Goianésia- O Tribunal de Justiça de Goiás, condenou um professor de dança de 51 anos a pagar uma multa de R$ 19,7 mil, após tentar aplicar um golpe trabalhista contra uma idosa de 87 anos. O homem havia movido uma ação judicial solicitando que a vítima pagasse R$ 199,4 mil em verbas trabalhistas, alegando ter sido dispensado sem justa causa após prestar serviços de cuidador e governante do lar por três anos.

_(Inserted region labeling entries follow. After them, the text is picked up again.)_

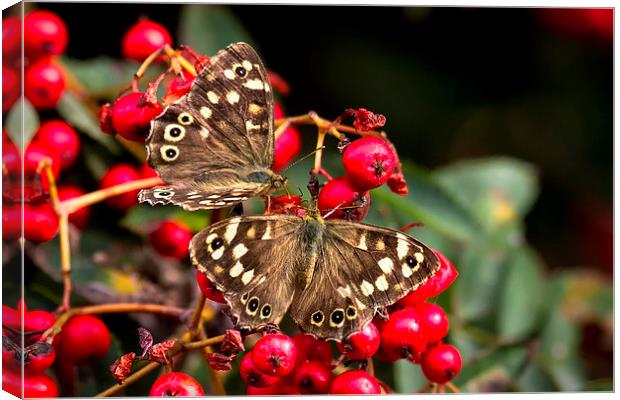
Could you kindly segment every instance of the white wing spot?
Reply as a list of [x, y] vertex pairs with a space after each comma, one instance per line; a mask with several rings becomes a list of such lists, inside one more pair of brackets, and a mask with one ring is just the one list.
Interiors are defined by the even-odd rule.
[[241, 275], [241, 282], [243, 282], [244, 285], [247, 285], [248, 283], [250, 283], [253, 277], [254, 277], [253, 269], [249, 271], [245, 271], [243, 275]]
[[250, 79], [249, 81], [243, 84], [244, 87], [247, 87], [251, 90], [263, 90], [265, 85], [263, 85], [263, 81], [260, 79]]
[[239, 99], [241, 97], [239, 96], [239, 93], [235, 92], [234, 90], [231, 90], [230, 92], [228, 92], [226, 94], [226, 100], [230, 103], [230, 104], [236, 104], [239, 102]]
[[243, 255], [245, 253], [248, 252], [248, 248], [245, 247], [245, 245], [243, 243], [239, 243], [238, 245], [235, 246], [235, 248], [233, 249], [233, 257], [235, 257], [235, 259], [240, 259], [241, 257], [243, 257]]
[[214, 91], [210, 90], [207, 92], [207, 98], [213, 104], [217, 104], [220, 101], [220, 96], [218, 96]]
[[384, 274], [392, 272], [392, 268], [394, 267], [394, 261], [389, 257], [382, 258], [377, 264], [379, 264], [379, 268], [381, 268]]
[[390, 287], [390, 285], [387, 283], [387, 279], [385, 279], [385, 275], [381, 275], [377, 278], [377, 280], [375, 281], [375, 286], [382, 292], [385, 292]]
[[243, 264], [241, 264], [240, 261], [237, 261], [237, 263], [230, 269], [230, 271], [228, 271], [228, 274], [232, 276], [233, 278], [236, 278], [239, 275], [241, 275], [242, 272], [243, 272]]
[[200, 115], [205, 117], [205, 119], [211, 118], [213, 111], [209, 107], [200, 107]]
[[372, 283], [367, 282], [365, 280], [362, 281], [362, 284], [360, 285], [360, 289], [362, 289], [362, 293], [364, 294], [364, 296], [370, 296], [372, 292], [375, 291], [375, 287], [372, 286]]

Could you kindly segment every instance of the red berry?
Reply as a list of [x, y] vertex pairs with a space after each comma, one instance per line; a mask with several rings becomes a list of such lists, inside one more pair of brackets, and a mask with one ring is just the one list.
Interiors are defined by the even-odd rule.
[[61, 120], [42, 123], [34, 140], [59, 155], [62, 169], [70, 167], [80, 152], [80, 136], [71, 125]]
[[67, 26], [58, 15], [36, 10], [24, 18], [24, 52], [30, 61], [64, 53], [68, 41]]
[[145, 100], [143, 92], [119, 97], [110, 111], [114, 132], [127, 140], [144, 143], [151, 128], [151, 120], [163, 111], [159, 103]]
[[224, 293], [216, 289], [213, 282], [207, 278], [207, 275], [196, 270], [196, 280], [198, 281], [200, 291], [207, 299], [215, 301], [216, 303], [226, 304]]
[[359, 192], [344, 176], [327, 182], [319, 193], [319, 210], [323, 215], [331, 212], [328, 218], [361, 221], [368, 215], [369, 207], [370, 193]]
[[41, 243], [52, 240], [58, 233], [58, 214], [50, 203], [24, 204], [24, 238]]
[[24, 95], [36, 109], [54, 108], [65, 91], [63, 72], [49, 58], [28, 66], [24, 79]]
[[[120, 185], [121, 183], [139, 180], [140, 174], [129, 164], [117, 164], [105, 173], [101, 178], [102, 189]], [[127, 211], [138, 203], [138, 190], [132, 190], [107, 199], [107, 203], [116, 209]]]
[[414, 361], [424, 351], [426, 344], [420, 316], [412, 308], [390, 314], [390, 319], [381, 327], [381, 348], [388, 356]]
[[340, 351], [351, 360], [364, 360], [372, 357], [381, 345], [381, 333], [372, 322], [364, 325], [361, 331], [349, 335], [338, 343]]
[[282, 171], [301, 151], [301, 135], [297, 128], [288, 127], [276, 138], [273, 170]]
[[99, 318], [76, 315], [62, 327], [58, 356], [75, 365], [103, 358], [110, 349], [110, 331]]
[[157, 22], [141, 19], [123, 36], [123, 57], [142, 62], [165, 44], [172, 44], [168, 30]]
[[306, 361], [295, 374], [295, 385], [302, 394], [329, 392], [332, 370], [320, 361]]
[[297, 349], [297, 367], [305, 361], [319, 361], [331, 366], [333, 359], [332, 346], [325, 340], [320, 340], [306, 333], [298, 333], [293, 337]]
[[200, 383], [182, 372], [168, 372], [153, 382], [150, 397], [196, 397], [204, 396]]
[[147, 163], [142, 163], [142, 165], [140, 165], [139, 173], [142, 179], [157, 178], [159, 176], [157, 172], [155, 172], [153, 168], [149, 167]]
[[[60, 200], [69, 200], [86, 194], [79, 186], [62, 185], [58, 187], [58, 198]], [[90, 220], [90, 207], [82, 207], [77, 211], [69, 214], [69, 222], [78, 229], [83, 230]]]
[[330, 394], [381, 394], [377, 379], [368, 372], [350, 370], [334, 378]]
[[[9, 59], [17, 60], [22, 47], [22, 24], [17, 17], [6, 17], [2, 20], [2, 57], [3, 65]], [[12, 63], [11, 63], [12, 64]], [[3, 78], [4, 79], [4, 78]], [[4, 90], [3, 90], [4, 92]]]
[[456, 347], [440, 343], [424, 353], [420, 364], [429, 381], [446, 383], [461, 372], [462, 360]]
[[239, 374], [248, 386], [257, 388], [273, 386], [280, 380], [277, 376], [267, 375], [259, 371], [252, 362], [252, 352], [247, 352], [241, 359]]
[[297, 347], [290, 337], [276, 333], [260, 338], [252, 349], [252, 362], [268, 375], [284, 376], [295, 367]]
[[430, 278], [424, 285], [416, 290], [409, 292], [405, 297], [398, 301], [401, 306], [414, 306], [424, 302], [430, 297], [435, 297], [443, 292], [454, 282], [459, 275], [454, 265], [438, 250], [433, 249], [433, 253], [439, 258], [440, 266], [435, 275]]
[[178, 221], [166, 220], [151, 232], [151, 246], [162, 256], [183, 260], [187, 258], [192, 232]]
[[383, 139], [367, 136], [355, 140], [342, 154], [342, 164], [352, 186], [363, 192], [386, 183], [396, 158]]
[[19, 71], [2, 66], [2, 112], [9, 111], [19, 99], [21, 83]]
[[420, 316], [422, 333], [429, 344], [434, 344], [448, 334], [448, 316], [446, 312], [434, 303], [422, 303], [414, 307]]
[[[2, 238], [17, 239], [22, 235], [22, 207], [20, 204], [2, 205]], [[4, 315], [3, 315], [4, 317]]]
[[48, 375], [26, 375], [23, 377], [23, 381], [21, 378], [21, 374], [14, 374], [8, 369], [3, 368], [2, 390], [5, 390], [19, 398], [22, 398], [22, 387], [23, 398], [44, 397], [50, 399], [58, 397], [58, 386]]

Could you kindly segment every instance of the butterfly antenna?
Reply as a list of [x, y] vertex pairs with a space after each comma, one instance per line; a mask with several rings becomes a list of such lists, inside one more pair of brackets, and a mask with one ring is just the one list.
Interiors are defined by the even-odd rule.
[[316, 149], [314, 149], [312, 152], [306, 154], [305, 156], [303, 156], [302, 158], [300, 158], [299, 160], [295, 160], [291, 165], [289, 165], [288, 167], [284, 168], [284, 170], [282, 171], [282, 174], [284, 174], [284, 172], [286, 172], [288, 169], [290, 169], [291, 167], [299, 164], [300, 162], [302, 162], [303, 160], [305, 160], [306, 158], [310, 157], [311, 155], [313, 155], [314, 153], [316, 153], [319, 150], [323, 150], [325, 148], [325, 146], [321, 146], [321, 147], [317, 147]]

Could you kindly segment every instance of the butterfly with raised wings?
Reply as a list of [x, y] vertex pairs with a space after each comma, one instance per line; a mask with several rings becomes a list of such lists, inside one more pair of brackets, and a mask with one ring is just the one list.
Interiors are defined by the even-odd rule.
[[439, 269], [433, 251], [411, 236], [345, 220], [241, 216], [194, 236], [192, 263], [220, 290], [239, 329], [277, 324], [288, 311], [299, 328], [343, 340], [375, 313]]
[[146, 149], [166, 185], [140, 191], [141, 203], [222, 208], [286, 185], [271, 169], [273, 93], [256, 51], [235, 43], [213, 56], [151, 122]]

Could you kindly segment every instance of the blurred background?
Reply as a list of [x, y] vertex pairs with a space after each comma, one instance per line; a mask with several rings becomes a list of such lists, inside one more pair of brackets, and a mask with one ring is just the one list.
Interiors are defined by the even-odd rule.
[[[451, 340], [463, 351], [457, 383], [469, 391], [612, 389], [612, 10], [41, 8], [65, 21], [65, 65], [75, 67], [76, 76], [87, 76], [79, 69], [89, 60], [121, 59], [123, 34], [145, 16], [167, 27], [175, 45], [206, 54], [231, 41], [255, 45], [291, 87], [282, 99], [287, 115], [314, 110], [335, 118], [358, 107], [384, 114], [385, 130], [407, 166], [410, 196], [399, 202], [387, 191], [373, 192], [369, 221], [425, 223], [427, 229], [412, 233], [445, 249], [461, 272], [456, 287], [439, 300], [450, 310]], [[125, 74], [126, 83], [130, 77]], [[100, 95], [99, 103], [111, 100], [115, 89]], [[311, 129], [302, 132], [305, 154], [315, 137]], [[332, 156], [328, 165], [338, 171]], [[132, 159], [123, 154], [116, 160], [122, 157]], [[291, 171], [302, 187], [304, 165]], [[82, 170], [67, 176], [96, 188], [97, 177]], [[502, 189], [500, 198], [517, 214], [508, 227], [497, 222], [495, 203], [485, 203], [487, 194], [493, 202]], [[444, 210], [447, 202], [458, 211]], [[94, 213], [94, 225], [111, 224], [104, 211]], [[91, 247], [94, 252], [97, 246]], [[542, 293], [531, 293], [537, 289]], [[531, 296], [533, 302], [524, 302]], [[561, 321], [550, 317], [558, 310], [565, 314]], [[534, 319], [522, 321], [528, 314]], [[527, 326], [513, 327], [521, 322]], [[566, 346], [560, 354], [558, 343]], [[384, 371], [399, 391], [415, 390], [411, 377], [419, 372], [408, 363]]]

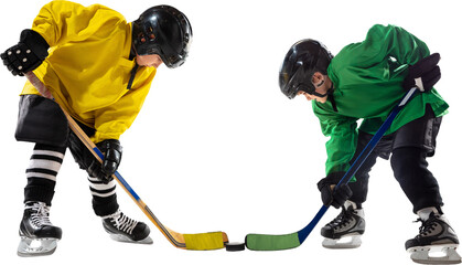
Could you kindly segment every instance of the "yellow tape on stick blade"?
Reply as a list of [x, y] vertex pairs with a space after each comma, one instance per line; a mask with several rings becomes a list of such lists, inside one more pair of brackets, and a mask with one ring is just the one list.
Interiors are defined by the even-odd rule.
[[183, 236], [186, 243], [186, 250], [206, 251], [219, 250], [224, 247], [222, 232], [183, 234]]

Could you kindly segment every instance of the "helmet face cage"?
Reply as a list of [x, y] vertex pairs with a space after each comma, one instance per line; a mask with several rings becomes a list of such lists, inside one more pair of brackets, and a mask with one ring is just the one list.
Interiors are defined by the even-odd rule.
[[290, 99], [300, 91], [310, 95], [316, 94], [311, 83], [313, 74], [327, 74], [332, 54], [326, 47], [314, 40], [302, 40], [291, 46], [279, 72], [281, 92]]
[[133, 21], [137, 54], [158, 54], [171, 68], [182, 65], [186, 60], [192, 36], [187, 18], [169, 6], [150, 8]]

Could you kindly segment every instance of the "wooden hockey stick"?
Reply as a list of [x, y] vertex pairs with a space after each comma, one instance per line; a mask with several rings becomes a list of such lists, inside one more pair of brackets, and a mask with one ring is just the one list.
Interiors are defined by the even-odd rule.
[[[24, 74], [31, 84], [39, 91], [39, 93], [50, 99], [53, 99], [51, 92], [40, 81], [33, 72]], [[103, 153], [98, 150], [96, 145], [88, 138], [88, 136], [82, 130], [73, 117], [62, 107], [64, 115], [67, 118], [68, 125], [74, 134], [82, 140], [82, 142], [88, 148], [89, 151], [100, 162], [104, 159]], [[162, 234], [172, 243], [173, 246], [183, 250], [195, 250], [195, 251], [207, 251], [207, 250], [219, 250], [225, 247], [225, 243], [228, 243], [228, 236], [225, 232], [209, 232], [200, 234], [181, 234], [163, 225], [158, 218], [151, 212], [146, 203], [138, 197], [138, 194], [131, 189], [127, 181], [120, 176], [119, 172], [112, 176], [114, 179], [119, 182], [123, 190], [130, 195], [131, 199], [137, 203], [141, 211], [151, 220], [151, 222], [162, 232]]]
[[[339, 181], [337, 186], [343, 183], [350, 182], [356, 171], [361, 168], [364, 161], [367, 159], [369, 153], [373, 151], [375, 146], [377, 146], [380, 138], [385, 135], [385, 131], [390, 127], [393, 120], [398, 115], [398, 113], [406, 106], [412, 95], [416, 93], [416, 87], [410, 89], [399, 102], [397, 106], [393, 109], [390, 115], [374, 135], [374, 137], [369, 140], [367, 146], [364, 150], [359, 153], [353, 165], [350, 167], [348, 171], [343, 176], [343, 178]], [[336, 188], [335, 187], [335, 188]], [[246, 246], [251, 251], [282, 251], [289, 250], [300, 246], [304, 240], [310, 235], [311, 231], [313, 231], [314, 226], [316, 226], [318, 222], [327, 211], [329, 206], [322, 205], [321, 209], [318, 211], [316, 215], [313, 220], [304, 226], [302, 230], [291, 233], [291, 234], [282, 234], [282, 235], [272, 235], [272, 234], [248, 234], [246, 236]]]

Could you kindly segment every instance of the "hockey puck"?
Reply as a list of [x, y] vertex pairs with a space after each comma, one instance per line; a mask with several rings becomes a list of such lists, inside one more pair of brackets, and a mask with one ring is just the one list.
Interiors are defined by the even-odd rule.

Durante o julgamento, ficou claro que o professor se aproveitou do vínculo afetivo com a idosa, que era sua aluna de dança há uma década, para tentar obter vantagens financeiras de forma indevida. De acordo com a decisão, ele tentou se fazer passar por cuidador e administrador do lar da mulher, além de pressioná-la a formalizar uma união estável, com o claro intuito de acessar o seu patrimônio.
A defesa da idosa apresentou provas de que o homem apenas realizava favores esporádicos à mulher e não havia vínculo empregatício. A juíza também ouviu testemunhas que confirmaram o caráter informal da relação. Em sua decisão, a juíza afirmou que o professor alterou deliberadamente a verdade dos fatos, qualificando sua ação como uma “aventura jurídica” para tentar enriquecer de forma ilícita.
Em sua defesa, o professor alegou, sem apresentar provas, que teria sido dispensado de suas funções em julho de 2024 e que, após ser admitido, teria exercido atividades de cuidador e governante do lar. No entanto, a defesa da idosa contestou essas alegações, mostrando que ela já contava com cuidadoras contratadas e que não havia qualquer vínculo formal de emprego com o reclamante.
A juíza concluiu que o processo movido pelo homem visava exclusivamente obter benefícios indevidos e que ele já havia tentado se aproveitar da situação para formalizar uma união estável de forma fraudulenta. A decisão foi clara ao classificar a conduta do acusado como má-fé, considerando que ele utilizou meios jurídicos para atingir objetivos ilegais.
Além da condenação à multa, o homem deverá reembolsar os custos com honorários advocatícios e sucumbenciais. A sentença busca não apenas punir a conduta fraudulenta do réu, mas também proteger os direitos da idosa e coibir práticas similares no futuro.